Ann Thorac Surg 2002;73:339-340
© 2002 The Society of Thoracic Surgeons
Review
Invited commentary
Marshall L. Jacobs, MDa
a St. Christopher’s Hospital for Children, Philadelphia, PA 19134, USA
 |
Introduction
|
|---|
 Top
 Introduction
|
|---|
Two decades ago, a number of innovative surgeons attempted a variety of palliative operations with the shared goal of stabilizing the fragile circulation of neonates with hypoplastic left heart syndrome. In that early surgical experience, postoperative survival was a rare event. The approach advocated in the early 1980s by Norwood was unique not only with respect to the achievement of intermediate survival, but because the initial palliative surgery was planned and executed in the context of the very specific and ambitious goal of eventually accomplishing a modification of Fontan’s operation.
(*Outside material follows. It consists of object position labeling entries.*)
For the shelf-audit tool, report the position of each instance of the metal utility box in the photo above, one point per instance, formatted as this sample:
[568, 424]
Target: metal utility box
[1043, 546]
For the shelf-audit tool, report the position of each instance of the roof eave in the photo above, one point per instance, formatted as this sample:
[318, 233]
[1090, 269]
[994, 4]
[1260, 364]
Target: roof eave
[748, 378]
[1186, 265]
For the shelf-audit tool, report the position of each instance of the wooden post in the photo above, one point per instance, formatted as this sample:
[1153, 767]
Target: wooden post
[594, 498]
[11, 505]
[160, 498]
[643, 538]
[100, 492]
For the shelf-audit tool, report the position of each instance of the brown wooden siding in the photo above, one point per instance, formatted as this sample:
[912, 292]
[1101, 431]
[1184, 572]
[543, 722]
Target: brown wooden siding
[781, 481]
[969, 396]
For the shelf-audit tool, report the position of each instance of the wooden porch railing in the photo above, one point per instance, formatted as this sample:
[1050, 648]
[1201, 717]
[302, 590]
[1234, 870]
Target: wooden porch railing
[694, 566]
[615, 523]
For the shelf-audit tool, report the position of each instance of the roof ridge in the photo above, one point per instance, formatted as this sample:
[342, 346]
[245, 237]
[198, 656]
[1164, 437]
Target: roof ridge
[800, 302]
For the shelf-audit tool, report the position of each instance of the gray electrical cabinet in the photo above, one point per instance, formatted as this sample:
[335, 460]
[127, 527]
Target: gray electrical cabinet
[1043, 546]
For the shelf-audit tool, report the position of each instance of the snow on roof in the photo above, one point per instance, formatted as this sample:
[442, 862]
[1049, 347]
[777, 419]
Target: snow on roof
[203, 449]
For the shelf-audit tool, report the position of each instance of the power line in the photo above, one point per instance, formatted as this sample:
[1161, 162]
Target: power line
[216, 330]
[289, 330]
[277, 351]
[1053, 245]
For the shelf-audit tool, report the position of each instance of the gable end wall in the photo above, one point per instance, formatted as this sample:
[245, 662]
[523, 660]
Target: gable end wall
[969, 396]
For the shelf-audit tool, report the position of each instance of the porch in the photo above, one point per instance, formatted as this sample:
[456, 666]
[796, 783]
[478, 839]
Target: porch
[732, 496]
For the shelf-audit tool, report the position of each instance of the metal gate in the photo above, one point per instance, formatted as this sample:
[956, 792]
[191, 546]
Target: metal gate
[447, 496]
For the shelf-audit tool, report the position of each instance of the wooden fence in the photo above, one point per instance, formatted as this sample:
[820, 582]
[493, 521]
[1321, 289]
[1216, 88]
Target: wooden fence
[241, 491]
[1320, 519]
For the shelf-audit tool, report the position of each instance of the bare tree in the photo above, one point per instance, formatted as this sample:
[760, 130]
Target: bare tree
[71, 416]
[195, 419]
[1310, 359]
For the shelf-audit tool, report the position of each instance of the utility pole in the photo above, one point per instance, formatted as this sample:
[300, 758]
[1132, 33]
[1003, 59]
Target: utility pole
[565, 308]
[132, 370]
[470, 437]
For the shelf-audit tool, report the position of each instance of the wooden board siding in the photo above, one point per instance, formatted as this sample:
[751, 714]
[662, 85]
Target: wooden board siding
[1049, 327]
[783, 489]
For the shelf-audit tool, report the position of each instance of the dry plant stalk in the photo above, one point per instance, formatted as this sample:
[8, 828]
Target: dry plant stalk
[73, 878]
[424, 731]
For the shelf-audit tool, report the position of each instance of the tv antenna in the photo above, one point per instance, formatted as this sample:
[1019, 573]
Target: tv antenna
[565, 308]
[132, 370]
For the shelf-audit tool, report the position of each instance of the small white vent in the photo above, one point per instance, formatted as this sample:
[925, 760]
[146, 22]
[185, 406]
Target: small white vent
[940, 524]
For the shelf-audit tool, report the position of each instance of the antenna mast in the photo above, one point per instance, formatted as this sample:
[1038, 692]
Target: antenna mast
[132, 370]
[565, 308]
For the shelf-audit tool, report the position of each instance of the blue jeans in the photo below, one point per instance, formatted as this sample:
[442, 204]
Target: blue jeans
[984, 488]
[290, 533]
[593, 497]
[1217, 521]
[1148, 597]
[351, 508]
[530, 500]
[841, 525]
Thus, its essential ingredients included establishment of a permanent communication between the right ventricle and the aorta while preserving the potential for aortic growth, limitation of pulmonary blood flow to attenuate pulmonary vascular changes caused by elevated pulmonary blood flow and pressure, and creation of a satisfactory interatrial communication to ensure unobstructed pulmonary venous return to the systemic right ventricle. Reports of success using this strategy were met with an unusual degree of cynicism and skepticism, and individuals in the disciplines of pediatric cardiology and congenital heart surgery continued to promulgate scholarly reports advancing arguments why some, or many, or all neonates with hypoplastic left heart syndrome could not or should not be subjected to such a treatment strategy. These arguments continued, though less voiciferously, when other surgeons besides Norwood reported similarly encouraging results with this strategy, and as importantly acknowledged and described the "learning curve" phenomenon which yielded steadily improving outcomes. Those arguments are less often heard in the current era, and emphasis has shifted to ways of refining treatment strategies to further reduce morbidity or mortality. The common basis for all such innovations is an understanding of the fundamental goals of balancing systemic and pulmonary blood flow, and optimizing systemic oxygen delivery.
Mastery of the challenge of surgical palliation of hypoplastic left heart syndrome involves much more than the experience required to appreciate and avoid the pitfalls inherent in a technically demanding but physiologically sound and reproducible surgical exercise. As importantly, it requires a multi-disciplinary team approach that is based upon an understanding of the dynamic and fragile physiology of the neonate with a single ventricle with duct-dependent systemic circulation preoperatively, and shunt dependent pulmonary circulation postoperatively. The preceding review by Pearl and colleagues clearly summarizes the lessons learned over the past two decades and highlights as well some of the more contemporary and innovative strategies designed to minimize the morbidity associated with operative and perioperative care of neonates with hypoplastic left heart syndrome. As such, it is of considerable value not only to congenital heart surgeons, but to our colleagues in pediatric cardiology and critical care as well.